Krishna’s grandparents, Baleraju Krishnamrajegaru and Baleraju Kasturi Bai were prolific figures in art, music, dance, and theatre. They were among the first editors of Sutradhari magazine — one of the earliest film magazines in Telugu — and travelled extensively across countries for performances and cultural exchanges. All of this — the art, culture, and global exposure in his family deeply shaped Krishna’s thinking, ideals, and aspirations while growing up. “My grandfather also served as president of the Indo-Japanese Friendship Association, and he and my father often represented India in Japan,” informs Krishna.
Shaping Aayana as a movement
“We are fortunate to have built a global community of more than 5,000 learners and collaborators.

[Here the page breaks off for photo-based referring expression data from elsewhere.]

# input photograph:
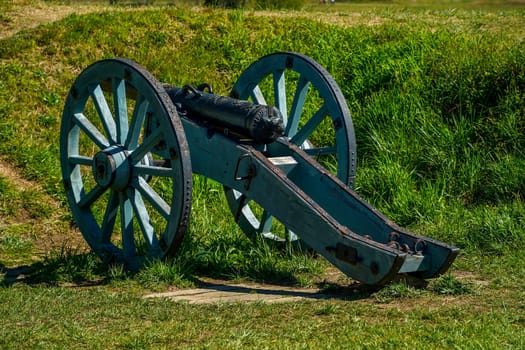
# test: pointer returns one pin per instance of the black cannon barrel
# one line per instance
(264, 124)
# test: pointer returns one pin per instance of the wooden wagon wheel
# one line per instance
(316, 117)
(125, 163)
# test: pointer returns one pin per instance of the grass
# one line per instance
(437, 99)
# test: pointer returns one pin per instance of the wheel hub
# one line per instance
(111, 168)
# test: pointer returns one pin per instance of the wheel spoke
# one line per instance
(88, 199)
(310, 126)
(257, 96)
(297, 106)
(81, 160)
(147, 145)
(110, 216)
(104, 112)
(137, 119)
(153, 197)
(279, 89)
(150, 170)
(141, 213)
(126, 224)
(121, 109)
(90, 130)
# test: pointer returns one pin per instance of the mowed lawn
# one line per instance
(437, 96)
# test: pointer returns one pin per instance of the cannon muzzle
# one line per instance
(263, 124)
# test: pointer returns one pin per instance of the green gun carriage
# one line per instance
(282, 145)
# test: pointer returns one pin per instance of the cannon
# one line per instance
(282, 144)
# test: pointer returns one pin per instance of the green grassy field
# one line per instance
(437, 96)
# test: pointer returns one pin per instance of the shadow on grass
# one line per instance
(86, 269)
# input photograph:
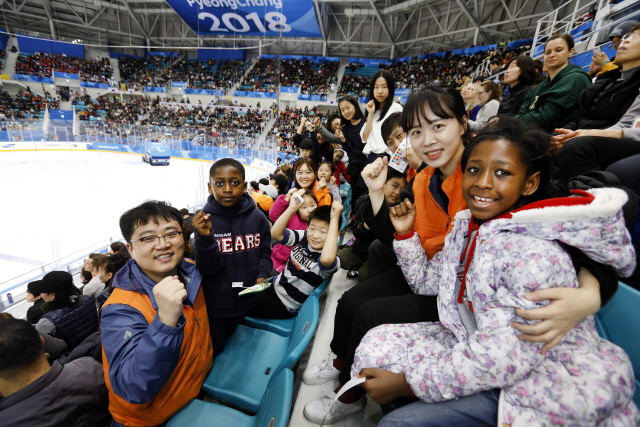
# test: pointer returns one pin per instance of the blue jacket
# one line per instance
(238, 252)
(142, 356)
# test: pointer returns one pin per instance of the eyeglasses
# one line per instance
(171, 237)
(630, 36)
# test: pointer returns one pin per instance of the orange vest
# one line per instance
(196, 360)
(432, 223)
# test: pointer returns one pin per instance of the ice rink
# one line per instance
(67, 203)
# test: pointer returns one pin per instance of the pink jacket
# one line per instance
(280, 253)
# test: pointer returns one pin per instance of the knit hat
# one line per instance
(32, 286)
(53, 283)
(622, 29)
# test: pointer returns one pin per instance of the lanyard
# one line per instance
(471, 244)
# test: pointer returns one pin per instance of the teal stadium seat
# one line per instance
(282, 327)
(275, 407)
(252, 357)
(618, 322)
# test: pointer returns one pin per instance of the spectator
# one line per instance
(552, 103)
(154, 312)
(489, 97)
(520, 75)
(67, 314)
(37, 394)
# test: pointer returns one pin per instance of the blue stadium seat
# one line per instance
(275, 407)
(282, 327)
(618, 322)
(252, 357)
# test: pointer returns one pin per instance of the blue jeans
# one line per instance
(476, 410)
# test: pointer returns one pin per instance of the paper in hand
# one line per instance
(396, 161)
(350, 384)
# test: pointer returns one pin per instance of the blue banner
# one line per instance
(208, 92)
(34, 79)
(270, 18)
(68, 76)
(255, 94)
(94, 85)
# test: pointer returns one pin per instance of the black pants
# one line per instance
(268, 306)
(587, 153)
(386, 298)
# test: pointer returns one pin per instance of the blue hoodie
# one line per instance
(142, 360)
(238, 252)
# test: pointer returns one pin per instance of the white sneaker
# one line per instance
(321, 411)
(321, 373)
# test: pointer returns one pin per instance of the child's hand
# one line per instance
(336, 209)
(294, 204)
(202, 223)
(289, 194)
(321, 184)
(384, 386)
(375, 174)
(371, 107)
(403, 215)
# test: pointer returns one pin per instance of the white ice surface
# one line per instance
(76, 199)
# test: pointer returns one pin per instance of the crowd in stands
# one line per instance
(480, 262)
(303, 73)
(159, 70)
(43, 64)
(263, 76)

We don’t see them as ‘students’ alone, but as co-creators and fellow travellers on the journey of dance,” he says, adding that together, they aim to make art accessible, transformative, and inclusive.

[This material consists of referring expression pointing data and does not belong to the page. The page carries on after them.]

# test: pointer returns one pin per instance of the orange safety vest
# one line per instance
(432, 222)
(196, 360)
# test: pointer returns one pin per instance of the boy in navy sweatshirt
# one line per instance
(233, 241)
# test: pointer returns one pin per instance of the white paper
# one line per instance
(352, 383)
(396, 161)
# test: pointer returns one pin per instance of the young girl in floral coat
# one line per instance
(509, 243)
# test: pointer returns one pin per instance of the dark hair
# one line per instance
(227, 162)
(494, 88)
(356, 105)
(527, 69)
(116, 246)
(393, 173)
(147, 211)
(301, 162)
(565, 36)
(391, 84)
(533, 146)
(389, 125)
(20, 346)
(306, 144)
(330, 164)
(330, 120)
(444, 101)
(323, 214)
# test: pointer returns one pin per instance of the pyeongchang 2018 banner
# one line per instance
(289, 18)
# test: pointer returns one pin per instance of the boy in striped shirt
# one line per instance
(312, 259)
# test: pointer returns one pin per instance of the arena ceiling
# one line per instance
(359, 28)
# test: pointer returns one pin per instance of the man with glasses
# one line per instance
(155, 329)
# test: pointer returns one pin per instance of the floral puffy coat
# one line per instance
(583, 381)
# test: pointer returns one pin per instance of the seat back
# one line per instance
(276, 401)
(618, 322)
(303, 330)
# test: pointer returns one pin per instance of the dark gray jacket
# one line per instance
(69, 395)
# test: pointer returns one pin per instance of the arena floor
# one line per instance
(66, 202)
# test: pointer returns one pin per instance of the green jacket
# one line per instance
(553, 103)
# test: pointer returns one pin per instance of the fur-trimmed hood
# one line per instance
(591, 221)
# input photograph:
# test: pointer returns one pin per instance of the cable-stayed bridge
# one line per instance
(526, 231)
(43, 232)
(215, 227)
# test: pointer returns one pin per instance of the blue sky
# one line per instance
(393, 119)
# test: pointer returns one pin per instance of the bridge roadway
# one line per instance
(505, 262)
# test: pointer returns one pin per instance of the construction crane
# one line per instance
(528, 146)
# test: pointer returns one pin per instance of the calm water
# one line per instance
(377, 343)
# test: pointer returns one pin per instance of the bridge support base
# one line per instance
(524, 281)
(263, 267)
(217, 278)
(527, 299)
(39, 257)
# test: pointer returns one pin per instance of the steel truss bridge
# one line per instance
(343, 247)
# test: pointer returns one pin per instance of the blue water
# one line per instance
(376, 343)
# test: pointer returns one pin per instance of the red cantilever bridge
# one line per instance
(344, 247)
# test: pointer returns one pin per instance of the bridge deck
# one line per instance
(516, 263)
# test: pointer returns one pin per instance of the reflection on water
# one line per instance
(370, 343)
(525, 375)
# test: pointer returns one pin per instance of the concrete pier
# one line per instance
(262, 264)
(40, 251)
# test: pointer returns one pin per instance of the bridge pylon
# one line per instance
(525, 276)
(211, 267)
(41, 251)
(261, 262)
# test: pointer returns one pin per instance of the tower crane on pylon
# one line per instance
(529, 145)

“Aayana continues to dance with purpose, bridging the local and the global. Perhaps if more of our leaders, thinkers, and policymakers embraced the spirit of artists, the world itself would be a very different place,” adds the dancer-choreographer.
Krishna Manognya Baleraju’s vision is to ensure that access to art isn’t limited to dance classes in one city, but spreads into every corner of society — rural and urban alike. “We see Aayana not just as a company but as a movement, one that brings dance and art closer to people everywhere,” he signs off.